Additionally, the new guidance says that disclosures should be “as close as possible” to the triggering claim they qualify.  Ideally, qualifying information should be incorporated into the claim itself.  If that isn’t practical, .com Disclosures provides guidance on making effective disclosures.  For example, building on past guidance regarding the use of hyperlinks to lead consumers to relevant disclosures, the new guidance recommends that advertisers label hyperlinks as specifically as they can to make their importance and relevance clear and make them effective across various media and devices.  Moreover, using links may not be sufficient, particularly if the advertised product is available in brick-and-mortar stores or from online retailers other than the advertiser--consumers should be presented with relevant disclosures in the ad text itself before going shopping in a store or at another online retailer.  In addition, the FTC cautions against putting disclosures in pop-ups, which may be blocked or just ignored.  In keeping with the original guidance, advertisers are also advised to avoid using hyperlinks for disclosures integral to the claim, such as those about product costs or health and safety issues.  The guidelines also caution advertisers about consumers needing to scroll to find disclosures.  According to the guidance, consumers shouldn’t have to scroll down the page to find disclosures.  But, if scrolling is necessary, the ad should contain visual cues to prompt consumers to scroll down or make the disclosures unavoidable--i.e., require the consumer to scroll through them before moving on.  Finally, although the guidelines say that advertisers are not required to utilize tools that can help monitor the effectiveness of disclosures, such as hyperlink click-through rates, the FTC advises advertisers not to ignore the data they do have.

The new guidelines include examples specific to the world of “tweeting.”  Using a fictional celebrity endorser, the .com Disclosures note that a tweet endorsing a product with merely a link to the product’s website is insufficient.  Celebrity tweeters still have to follow the requirements laid out in the Endorsement and Testimonial Guides, which we blogged about here and here.  Those Guides state that celebrities have a duty to disclose their relationships with advertisers outside the context of traditional ads (like Twitter).  It should be clear to followers if a celebrity is being compensated for a product or service they’re talking about on social media.  According to the FTC, these types of endorsements should clearly denote that it they are advertisements.  The new guidelines go further, noting that using “Ad” or “Sponsored” at the beginning of a tweet would likely be sufficient, but that the use of hashtags to indicate that a tweet or post is sponsored (i.e., #spon, #paid or #samp) may not be.  Depending on the content of the sponsored tweet, the tweet may also need to disclose typical results for the product in accordance with the Endorsement Guides.  Using links to make disclosures in tweets may not be sufficient for the reasons discussed above.

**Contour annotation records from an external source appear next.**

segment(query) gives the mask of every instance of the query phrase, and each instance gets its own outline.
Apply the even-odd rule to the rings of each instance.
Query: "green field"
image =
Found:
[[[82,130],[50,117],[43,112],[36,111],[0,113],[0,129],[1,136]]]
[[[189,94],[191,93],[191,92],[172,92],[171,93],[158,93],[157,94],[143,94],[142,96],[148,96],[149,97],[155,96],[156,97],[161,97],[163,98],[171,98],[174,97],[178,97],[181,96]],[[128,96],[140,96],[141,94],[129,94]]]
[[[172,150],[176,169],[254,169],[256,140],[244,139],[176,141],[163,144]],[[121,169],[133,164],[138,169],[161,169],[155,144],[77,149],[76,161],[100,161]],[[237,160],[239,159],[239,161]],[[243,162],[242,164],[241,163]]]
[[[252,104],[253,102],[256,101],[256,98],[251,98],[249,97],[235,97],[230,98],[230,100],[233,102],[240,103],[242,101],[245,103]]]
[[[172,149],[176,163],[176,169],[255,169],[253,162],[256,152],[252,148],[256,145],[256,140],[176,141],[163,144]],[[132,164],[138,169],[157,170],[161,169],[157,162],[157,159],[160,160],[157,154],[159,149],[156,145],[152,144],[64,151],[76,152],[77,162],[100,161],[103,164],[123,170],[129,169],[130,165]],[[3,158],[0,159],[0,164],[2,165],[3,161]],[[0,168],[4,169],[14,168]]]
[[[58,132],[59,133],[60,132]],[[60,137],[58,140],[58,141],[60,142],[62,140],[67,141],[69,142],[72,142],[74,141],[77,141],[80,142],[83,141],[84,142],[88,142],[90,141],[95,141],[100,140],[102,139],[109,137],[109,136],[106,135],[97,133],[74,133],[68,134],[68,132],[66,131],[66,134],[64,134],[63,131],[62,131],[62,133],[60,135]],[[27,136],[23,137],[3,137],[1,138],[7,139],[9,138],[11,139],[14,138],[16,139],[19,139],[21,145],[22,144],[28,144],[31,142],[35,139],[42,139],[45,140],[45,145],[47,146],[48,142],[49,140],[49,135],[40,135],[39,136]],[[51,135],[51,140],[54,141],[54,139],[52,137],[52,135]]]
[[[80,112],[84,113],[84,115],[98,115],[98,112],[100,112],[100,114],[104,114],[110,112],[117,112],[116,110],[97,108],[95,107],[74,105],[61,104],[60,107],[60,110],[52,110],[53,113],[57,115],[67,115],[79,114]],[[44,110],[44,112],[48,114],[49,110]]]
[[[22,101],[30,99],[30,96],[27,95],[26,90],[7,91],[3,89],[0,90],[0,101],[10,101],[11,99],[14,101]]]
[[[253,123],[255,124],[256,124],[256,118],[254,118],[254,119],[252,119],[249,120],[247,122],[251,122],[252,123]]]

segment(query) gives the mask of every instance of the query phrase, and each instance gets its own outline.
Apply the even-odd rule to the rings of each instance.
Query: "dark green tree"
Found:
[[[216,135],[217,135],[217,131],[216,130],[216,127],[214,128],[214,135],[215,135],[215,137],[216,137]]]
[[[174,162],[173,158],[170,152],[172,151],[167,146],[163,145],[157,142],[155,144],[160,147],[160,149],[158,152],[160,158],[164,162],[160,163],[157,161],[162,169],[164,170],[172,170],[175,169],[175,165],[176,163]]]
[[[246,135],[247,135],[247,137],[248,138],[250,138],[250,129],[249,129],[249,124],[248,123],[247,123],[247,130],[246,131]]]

In recent years, the FTC has made an effort to update various guidance documents to account for changes in the mobile marketplace and advancements in advertising that have arisen in the new digital age. The new .com Disclosures specifically address some of the issues advertisers face in this age of new technology and social media.  While acknowledging that these guidelines will prove challenging to advertisers, the agency has stuck to its consistent message--necessary disclosures are required, regardless of how you’re conveying your message and deceptive advertising will not be tolerated.